Molto più che la semplice biografia di un sacerdote. È un viaggio nel passato, per tentare di capire il presente e affrontare meglio il futuro. È la storia di don Salvatore Bussu, l’umile cappellano della provincia barbaricina che nel dicembre 1983 uscì dal supercarcere di Badu ‘e Carros sbattendo le “porte”, mentre Papa Giovanni Paolo II entrava a Rebibbia per stringere la mano al suo attentatore Alì Agca. Don Bussu, giornalista pungente inquieto per Cristo, direttore del settimanale diocesano L’Ortobene, oltre che cappellano, si autosospese dal mandato sacerdotale e si schierò apertamente dalla parte dei brigatisti rossi della prima ora (Franceschini, Bonisoli… ) che nel supercarcere di Nuoro stavano attuando lo sciopero della fame, la prima rivolta pacifica nei penitenziari d’Italia, per denunciare le condizioni disumane cui erano sottoposti. Il cappellano parlò di “terrorismo di Stato”, una provocazione talmente pungente che fece scoppiare un vespaio di polemiche che costrinsero l’allora ministro di Grazia e Giustizia Mino Martinazzoli a intervenire, prima per attenuare il cosiddetto “regime di massima sicurezza”, poi addirittura per smantellare i “Braccetti della morte”.

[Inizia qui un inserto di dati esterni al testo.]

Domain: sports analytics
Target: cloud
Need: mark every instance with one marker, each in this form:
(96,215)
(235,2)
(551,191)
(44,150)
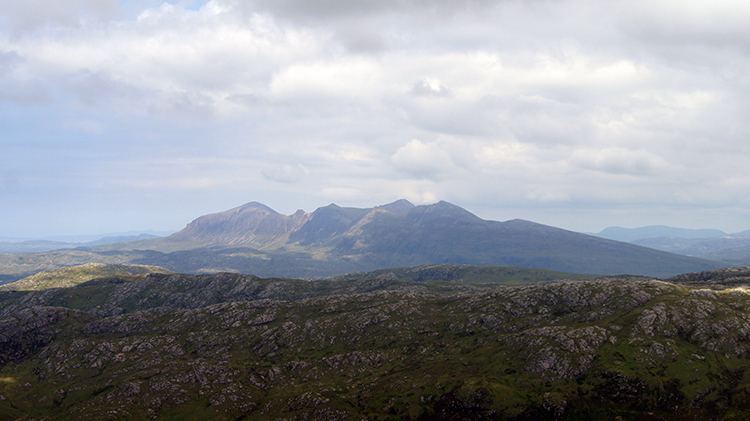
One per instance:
(286,173)
(619,161)
(524,105)
(427,87)
(421,159)
(25,15)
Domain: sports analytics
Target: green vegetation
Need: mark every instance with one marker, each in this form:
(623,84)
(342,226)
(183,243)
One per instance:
(414,343)
(254,239)
(70,276)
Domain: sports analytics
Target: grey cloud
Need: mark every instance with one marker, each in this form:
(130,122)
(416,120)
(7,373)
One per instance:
(361,40)
(426,88)
(286,173)
(25,15)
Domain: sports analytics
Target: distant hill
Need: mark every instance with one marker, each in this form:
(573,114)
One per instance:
(70,276)
(715,245)
(42,246)
(657,231)
(254,238)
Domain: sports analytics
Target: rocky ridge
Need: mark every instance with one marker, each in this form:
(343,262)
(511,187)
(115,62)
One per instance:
(230,346)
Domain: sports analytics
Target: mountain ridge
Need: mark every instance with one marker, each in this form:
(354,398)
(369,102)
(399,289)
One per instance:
(400,234)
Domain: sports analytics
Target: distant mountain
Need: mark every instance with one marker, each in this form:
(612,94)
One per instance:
(733,249)
(656,231)
(42,246)
(254,238)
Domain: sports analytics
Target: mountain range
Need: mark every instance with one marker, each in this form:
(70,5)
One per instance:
(732,249)
(254,238)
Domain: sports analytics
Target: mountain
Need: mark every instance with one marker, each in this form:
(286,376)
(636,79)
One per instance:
(657,231)
(413,343)
(254,238)
(715,245)
(70,276)
(41,246)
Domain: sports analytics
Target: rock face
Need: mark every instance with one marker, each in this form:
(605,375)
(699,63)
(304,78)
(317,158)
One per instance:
(240,347)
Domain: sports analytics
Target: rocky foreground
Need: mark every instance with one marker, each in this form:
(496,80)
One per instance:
(224,346)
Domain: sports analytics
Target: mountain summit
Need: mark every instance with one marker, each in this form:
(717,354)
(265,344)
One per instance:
(254,238)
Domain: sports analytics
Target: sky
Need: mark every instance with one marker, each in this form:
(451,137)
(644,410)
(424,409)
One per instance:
(580,114)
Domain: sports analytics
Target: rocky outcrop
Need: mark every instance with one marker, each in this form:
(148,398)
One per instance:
(230,346)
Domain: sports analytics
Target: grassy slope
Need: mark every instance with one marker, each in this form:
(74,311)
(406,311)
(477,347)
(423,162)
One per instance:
(232,347)
(70,276)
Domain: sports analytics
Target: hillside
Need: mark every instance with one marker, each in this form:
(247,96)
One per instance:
(255,239)
(378,346)
(70,276)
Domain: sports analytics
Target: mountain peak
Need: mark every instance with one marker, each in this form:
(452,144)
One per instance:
(399,206)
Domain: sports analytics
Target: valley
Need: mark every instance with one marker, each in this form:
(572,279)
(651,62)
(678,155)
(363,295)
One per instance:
(421,343)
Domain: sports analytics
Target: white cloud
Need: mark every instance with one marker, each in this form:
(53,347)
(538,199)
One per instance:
(514,104)
(422,159)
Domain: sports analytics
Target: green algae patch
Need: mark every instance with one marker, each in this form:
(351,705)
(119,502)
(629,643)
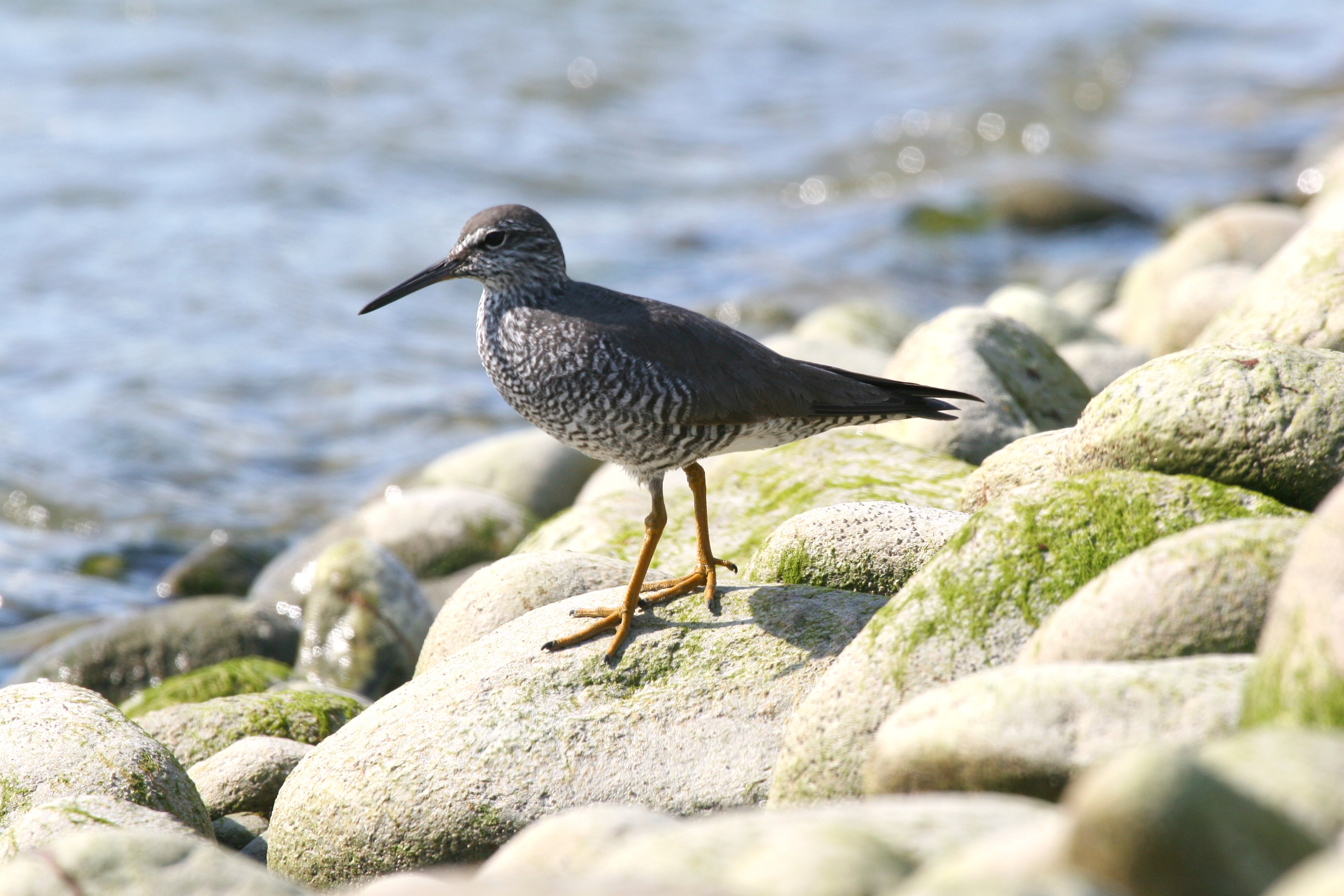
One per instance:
(246,675)
(976,602)
(754,492)
(197,731)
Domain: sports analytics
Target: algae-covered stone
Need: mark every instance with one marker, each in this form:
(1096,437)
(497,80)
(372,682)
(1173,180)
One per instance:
(133,863)
(978,602)
(365,621)
(752,494)
(61,741)
(1029,730)
(1030,460)
(869,546)
(510,588)
(246,675)
(1242,233)
(842,850)
(1261,417)
(123,656)
(1154,823)
(197,731)
(1300,679)
(70,815)
(1295,772)
(453,764)
(529,468)
(1299,296)
(246,776)
(1203,590)
(1024,386)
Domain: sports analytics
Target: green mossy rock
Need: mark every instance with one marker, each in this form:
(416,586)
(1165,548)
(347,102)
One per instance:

Subito dopo, il Parlamento accelerò la discussione sulla riforma del sistema penitenziario e nel giro di poco tempo si arrivò alla Legge Gozzini. Fu una grande conquista di civiltà, una grande battaglia sociale vinta da don Bussu e dalla diocesi di Nuoro. In prima fila, a sostenere il cappellano, infatti, c’era l’allora vescovo, monsignor Giovanni Melis, che non esitò ad alzare la voce contro quel groviglio di norme e regole “inutilmente brutali” che lo Stato aveva messo in piedi negli anni più oscuri della lotta alle Br. «Leggendo il libro – sottolinea oggi monsignor Mosè Marcia – ho capito ancora di più che i miei gesti di prete, di vescovo, dentro il carcere non mirano a un risultato di Chiesa, ma di umanità. Quello che devo cercare di ricordare è che ognuno, fosse pure un assassino, è sempre un essere umano». Eppure, trent’anni dopo Badu ‘e Carros, lo Stato italiano è ancora una volta “fuori norma” e per questo motivo ripetutamente condannato dalla Corte europea dei diritti dell’uomo. Il sovraffollamento delle carceri e le condizioni in cui vivono i detenuti sono tali da costringere la Corte di Strasburgo a intervenire a più riprese. Una situazione che don Salvatore Bussu conosce bene, dall’alto dei suoi 85 anni, nonostante si sia ritirato dalla vita pubblica, alla ricerca di serenità e salute.